If an employee does not adhere to the dress code in the workplace because of his religion, culture or gender and is then dismissed for failing to do so such a dismissal may be regarded as automatically unfair in terms of section 187 (1) (f) of the Labour Relations Act (“the LRA”). Section 187 (1) (f) of the LRA states that ‘a dismissal is automatically unfair if the employer, in dismissing the employee…unfairly discriminated against the employee, directly or indirectly, on any arbitrary ground, including but not limited to race, gender, sex, ethnic, or social origin, colour, sexual orientation, age, disability, religion, conscience, belief, political opinion, culture, language, marital status or family responsibility’.

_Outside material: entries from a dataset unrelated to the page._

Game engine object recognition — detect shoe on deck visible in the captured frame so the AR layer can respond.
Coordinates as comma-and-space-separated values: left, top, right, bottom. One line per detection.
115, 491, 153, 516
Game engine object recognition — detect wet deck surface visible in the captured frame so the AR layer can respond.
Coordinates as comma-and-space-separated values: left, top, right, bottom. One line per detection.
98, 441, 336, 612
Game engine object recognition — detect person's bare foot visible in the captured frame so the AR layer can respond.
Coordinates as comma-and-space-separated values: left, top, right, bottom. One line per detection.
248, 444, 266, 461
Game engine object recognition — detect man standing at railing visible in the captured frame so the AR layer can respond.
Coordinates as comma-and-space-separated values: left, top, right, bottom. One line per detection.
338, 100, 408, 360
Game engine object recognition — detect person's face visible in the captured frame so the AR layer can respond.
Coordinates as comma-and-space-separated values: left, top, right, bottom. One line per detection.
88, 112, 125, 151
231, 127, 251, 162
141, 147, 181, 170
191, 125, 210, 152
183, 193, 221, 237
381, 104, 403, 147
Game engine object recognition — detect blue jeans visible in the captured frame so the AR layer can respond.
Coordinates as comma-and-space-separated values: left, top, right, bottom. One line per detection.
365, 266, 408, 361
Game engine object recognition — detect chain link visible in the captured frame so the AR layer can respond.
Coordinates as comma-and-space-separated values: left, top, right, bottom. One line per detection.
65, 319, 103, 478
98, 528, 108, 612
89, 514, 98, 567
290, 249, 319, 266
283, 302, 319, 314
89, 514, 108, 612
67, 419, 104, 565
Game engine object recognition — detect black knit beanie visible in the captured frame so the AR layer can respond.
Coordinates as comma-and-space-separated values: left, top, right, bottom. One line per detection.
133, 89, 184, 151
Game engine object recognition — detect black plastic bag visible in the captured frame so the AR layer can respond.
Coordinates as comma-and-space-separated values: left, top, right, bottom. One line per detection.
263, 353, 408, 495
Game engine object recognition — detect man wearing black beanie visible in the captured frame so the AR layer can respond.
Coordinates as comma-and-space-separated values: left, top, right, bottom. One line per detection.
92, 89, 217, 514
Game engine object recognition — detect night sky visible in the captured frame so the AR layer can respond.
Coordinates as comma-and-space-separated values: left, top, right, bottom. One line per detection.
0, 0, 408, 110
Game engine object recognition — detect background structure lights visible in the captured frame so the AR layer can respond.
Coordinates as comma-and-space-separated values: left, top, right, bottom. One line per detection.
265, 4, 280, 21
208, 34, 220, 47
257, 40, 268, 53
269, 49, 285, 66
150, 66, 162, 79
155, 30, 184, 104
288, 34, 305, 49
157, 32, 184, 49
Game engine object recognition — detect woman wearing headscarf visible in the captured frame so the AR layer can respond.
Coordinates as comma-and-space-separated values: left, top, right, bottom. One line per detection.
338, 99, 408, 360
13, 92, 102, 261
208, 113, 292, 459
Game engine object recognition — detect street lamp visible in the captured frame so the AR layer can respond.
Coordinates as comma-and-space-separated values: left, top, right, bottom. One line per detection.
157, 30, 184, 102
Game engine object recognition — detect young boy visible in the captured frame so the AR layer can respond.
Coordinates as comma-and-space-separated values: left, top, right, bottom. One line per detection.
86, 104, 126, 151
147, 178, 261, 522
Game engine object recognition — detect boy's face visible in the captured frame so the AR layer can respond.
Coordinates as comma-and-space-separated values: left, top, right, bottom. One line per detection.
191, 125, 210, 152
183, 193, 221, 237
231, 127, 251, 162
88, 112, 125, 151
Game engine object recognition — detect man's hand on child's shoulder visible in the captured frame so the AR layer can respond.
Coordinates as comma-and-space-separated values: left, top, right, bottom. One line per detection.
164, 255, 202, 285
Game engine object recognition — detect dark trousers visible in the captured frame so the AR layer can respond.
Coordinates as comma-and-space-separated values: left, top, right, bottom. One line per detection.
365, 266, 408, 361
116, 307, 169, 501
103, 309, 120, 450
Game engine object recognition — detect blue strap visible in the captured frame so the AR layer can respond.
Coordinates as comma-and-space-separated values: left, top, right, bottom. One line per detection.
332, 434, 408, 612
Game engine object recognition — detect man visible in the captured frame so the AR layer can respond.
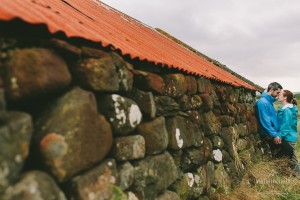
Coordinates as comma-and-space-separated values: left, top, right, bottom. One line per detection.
256, 82, 282, 156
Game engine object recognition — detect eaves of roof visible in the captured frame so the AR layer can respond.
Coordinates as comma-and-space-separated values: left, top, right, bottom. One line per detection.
0, 0, 257, 90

In Department of Correctional Services and another v Police and Civil Rights Union (POPCRU) and 5 others (107/12) [2013] ZASCA 40 (dated 28 March 2013) the Supreme Court of Appeal (“the SCA”) was called upon to consider whether the Respondents, who were all male correctional officers at Pollsmoor Prison in Cape Town employed by the Department of Correctional Services at the time of their dismissals, had been automatically unfairly dismissed on religious grounds. The employees all wore dreadlocks albeit for different reasons, contrary to the employer’s clear dress code prohibiting dreadlocks in the workplace. The employer requested them to cut their hair to comply with the department’s dress code, failing which they would be disciplined. The employees refused to comply. Some argued that their Rastafarian religion required them to wear dreadlocks while others argued that they were required to wear dreadlocks by their Xhosa culture. The employees were charged with breaching the employer’s disciplinary code and procedure and dress code by wearing dreadlocks on duty, alternatively, failing to carry out a lawful order or routine without just or reasonable excuse. Subsequent to a disciplinary enquiry they were dismissed.

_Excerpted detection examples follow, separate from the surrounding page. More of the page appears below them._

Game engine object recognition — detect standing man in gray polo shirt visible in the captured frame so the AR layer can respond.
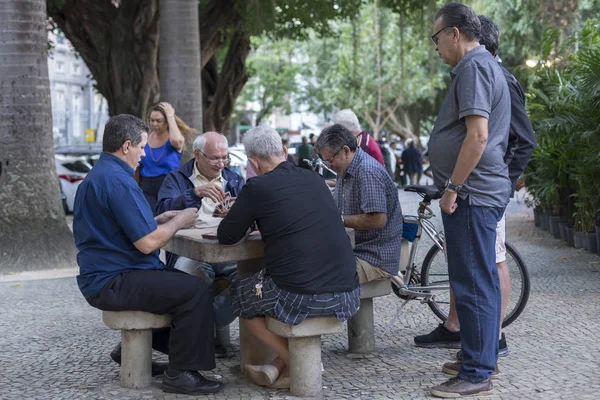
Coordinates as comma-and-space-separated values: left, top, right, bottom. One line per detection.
429, 3, 511, 397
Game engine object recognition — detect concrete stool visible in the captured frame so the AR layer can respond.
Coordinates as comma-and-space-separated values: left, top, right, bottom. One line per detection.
267, 317, 343, 397
102, 311, 171, 389
348, 279, 392, 354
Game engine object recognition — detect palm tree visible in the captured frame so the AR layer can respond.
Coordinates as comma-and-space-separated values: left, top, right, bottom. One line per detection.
159, 0, 202, 163
0, 0, 75, 273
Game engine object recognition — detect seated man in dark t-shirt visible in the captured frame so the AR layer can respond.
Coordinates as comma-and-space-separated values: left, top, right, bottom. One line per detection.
218, 126, 360, 387
73, 114, 223, 394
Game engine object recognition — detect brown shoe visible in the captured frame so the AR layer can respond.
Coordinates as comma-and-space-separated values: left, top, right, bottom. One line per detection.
431, 376, 493, 399
442, 361, 500, 379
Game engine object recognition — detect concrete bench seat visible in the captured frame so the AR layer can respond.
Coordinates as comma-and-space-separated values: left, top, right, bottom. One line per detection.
102, 311, 171, 389
267, 317, 343, 397
348, 279, 392, 354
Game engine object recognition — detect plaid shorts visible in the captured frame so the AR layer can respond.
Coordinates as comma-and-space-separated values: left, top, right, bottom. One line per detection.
230, 270, 360, 325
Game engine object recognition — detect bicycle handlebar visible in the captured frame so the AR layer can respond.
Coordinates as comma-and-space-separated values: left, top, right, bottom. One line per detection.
303, 157, 337, 176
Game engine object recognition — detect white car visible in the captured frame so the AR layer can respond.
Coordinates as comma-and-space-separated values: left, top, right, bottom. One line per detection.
55, 154, 92, 213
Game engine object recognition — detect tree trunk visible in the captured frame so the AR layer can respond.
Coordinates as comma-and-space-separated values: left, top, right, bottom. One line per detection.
48, 0, 160, 119
204, 31, 250, 133
48, 0, 250, 138
0, 0, 76, 273
159, 0, 202, 165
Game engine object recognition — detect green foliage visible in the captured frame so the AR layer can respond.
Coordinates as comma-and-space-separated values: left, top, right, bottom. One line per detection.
237, 38, 301, 123
526, 20, 600, 231
236, 0, 363, 39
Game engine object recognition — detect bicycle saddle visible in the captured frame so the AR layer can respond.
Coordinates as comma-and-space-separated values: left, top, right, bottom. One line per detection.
404, 185, 442, 200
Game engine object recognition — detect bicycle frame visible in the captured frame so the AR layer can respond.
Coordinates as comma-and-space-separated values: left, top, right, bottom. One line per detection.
398, 196, 450, 302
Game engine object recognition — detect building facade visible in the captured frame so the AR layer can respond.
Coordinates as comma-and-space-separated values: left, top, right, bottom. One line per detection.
48, 33, 108, 146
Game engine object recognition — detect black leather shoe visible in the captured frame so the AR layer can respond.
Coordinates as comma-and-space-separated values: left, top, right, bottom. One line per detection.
414, 324, 460, 349
110, 342, 169, 376
162, 371, 225, 394
431, 376, 494, 399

The SCA held that the dismissals of the employees were automatically unfair as contemplated in section 187 (1) (f) of the LRA on the grounds of discrimination relating to gender, religion and culture. The Court held that a dress code policy is not justified if it discriminates between males and females or if it restricts a practice of religious belief or cultural belief where that belief or practice does not affect the employee’s ability to perform his duties, nor jeopardize the safety of the public or other employees nor cause undue hardship to the employer in a practical sense.


In drafting and implementing policies and procedures within the workplace employers must ensure that they take adequate heed of employees’ rights not to be discriminated against on the basis of race, gender, sex, ethnic or social origin, colour, sexual orientation, age, disability, religion, conscience, belief, political opinion, culture, language, marital status and family responsibility. In the absence of a good reason justifying a provision in a policy which has the effect of discriminating against an employee such discrimination will be regarded as unfair and, in the instance of dismissal, will give rise to a claim for automatically unfair dismissal.